La ministre des Affaires sociales et Actions humanitaires, Eve Bazaiba, a présenté le plan de réponse pour l’année 2026. Elle a insisté sur l’importance de mobiliser rapidement des ressources pour assurer une assistance vitale à des millions de personnes à travers le pays.
Quatre priorités essentielles
Les fonds seront concentrés sur quatre secteurs clés :
- Aide alimentaire pour les déplacés internes ;
- Accès aux soins de santé dans les zones de conflit ;
- Éducation en urgence pour les enfants déplacés ;
- Protection des civils contre les violences.
Selon les autorités, cette initiative intervient alors que l’attention internationale se détourne vers d’autres crises, laissant la RDC face à ce que plusieurs médias qualifient de « guerre invisible », avec un risque d’enlisement humanitaire.
Retour des réfugiés du Burundi
Une nouveauté majeure du plan 2026 est le rapatriement volontaire des réfugiés.

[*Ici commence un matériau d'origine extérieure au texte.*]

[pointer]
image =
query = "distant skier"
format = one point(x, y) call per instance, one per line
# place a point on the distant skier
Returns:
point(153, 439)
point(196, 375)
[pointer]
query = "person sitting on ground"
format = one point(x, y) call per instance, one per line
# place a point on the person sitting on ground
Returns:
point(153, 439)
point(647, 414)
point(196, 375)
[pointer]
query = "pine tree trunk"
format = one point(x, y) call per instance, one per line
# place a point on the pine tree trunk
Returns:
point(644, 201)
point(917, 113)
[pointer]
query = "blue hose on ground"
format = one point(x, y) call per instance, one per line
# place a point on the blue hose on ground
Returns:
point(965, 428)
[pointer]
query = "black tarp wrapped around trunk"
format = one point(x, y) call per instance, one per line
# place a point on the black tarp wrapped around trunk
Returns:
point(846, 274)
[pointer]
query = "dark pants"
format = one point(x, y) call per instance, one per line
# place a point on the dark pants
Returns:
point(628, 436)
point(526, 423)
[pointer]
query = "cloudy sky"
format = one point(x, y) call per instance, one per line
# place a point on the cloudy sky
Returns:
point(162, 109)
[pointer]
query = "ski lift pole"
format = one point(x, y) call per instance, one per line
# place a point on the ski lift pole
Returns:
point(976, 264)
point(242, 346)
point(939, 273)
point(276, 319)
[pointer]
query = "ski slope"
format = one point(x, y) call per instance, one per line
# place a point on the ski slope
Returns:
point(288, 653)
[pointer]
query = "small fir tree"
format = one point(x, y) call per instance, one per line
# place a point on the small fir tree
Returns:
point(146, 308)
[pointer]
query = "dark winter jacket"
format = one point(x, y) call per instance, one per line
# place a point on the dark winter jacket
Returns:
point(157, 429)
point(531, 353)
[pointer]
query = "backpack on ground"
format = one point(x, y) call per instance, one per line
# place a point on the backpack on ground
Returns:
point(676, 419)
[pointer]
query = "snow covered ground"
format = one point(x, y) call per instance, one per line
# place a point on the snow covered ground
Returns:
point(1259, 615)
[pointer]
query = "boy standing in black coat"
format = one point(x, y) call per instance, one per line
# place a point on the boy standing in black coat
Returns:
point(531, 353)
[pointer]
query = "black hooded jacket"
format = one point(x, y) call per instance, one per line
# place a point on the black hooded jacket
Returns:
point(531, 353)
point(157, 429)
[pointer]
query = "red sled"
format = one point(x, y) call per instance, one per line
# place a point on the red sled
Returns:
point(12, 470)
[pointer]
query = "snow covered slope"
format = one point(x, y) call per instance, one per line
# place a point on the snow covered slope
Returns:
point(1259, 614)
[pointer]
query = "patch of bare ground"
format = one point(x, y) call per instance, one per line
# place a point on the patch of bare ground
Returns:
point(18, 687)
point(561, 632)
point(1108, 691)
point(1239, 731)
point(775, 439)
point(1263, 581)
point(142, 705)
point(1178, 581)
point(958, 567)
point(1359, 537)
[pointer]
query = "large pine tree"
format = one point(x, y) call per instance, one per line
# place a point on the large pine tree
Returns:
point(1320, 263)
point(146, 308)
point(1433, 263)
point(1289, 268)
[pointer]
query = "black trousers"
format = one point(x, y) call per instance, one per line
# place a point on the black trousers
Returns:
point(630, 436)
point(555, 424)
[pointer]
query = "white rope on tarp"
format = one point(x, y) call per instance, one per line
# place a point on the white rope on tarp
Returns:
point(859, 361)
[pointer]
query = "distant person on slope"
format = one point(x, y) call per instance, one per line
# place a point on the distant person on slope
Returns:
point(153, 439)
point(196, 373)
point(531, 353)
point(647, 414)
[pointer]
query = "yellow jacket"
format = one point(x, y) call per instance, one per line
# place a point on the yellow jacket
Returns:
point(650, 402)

Environ 250 000 Congolais vivent encore dans sept camps au Burundi. L’amélioration sécuritaire, notamment à Uvira (Sud-Kivu), ouvre la voie à leur retour. Une réunion tripartite est prévue entre les gouvernements de la RDC et du Burundi, et le Haut-Commissariat des Nations unies pour les réfugiés (HCR).
L’objectif est d’assurer un retour sécurisé et coordonné, avec des infrastructures de base opérationnelles dans les zones de réinstallation.
À l’heure où le Président de la République exige des « résultats immédiats », cette mobilisation financière est considérée comme vitale pour restaurer l’autorité de l’État et soulager la misère des populations congolaises.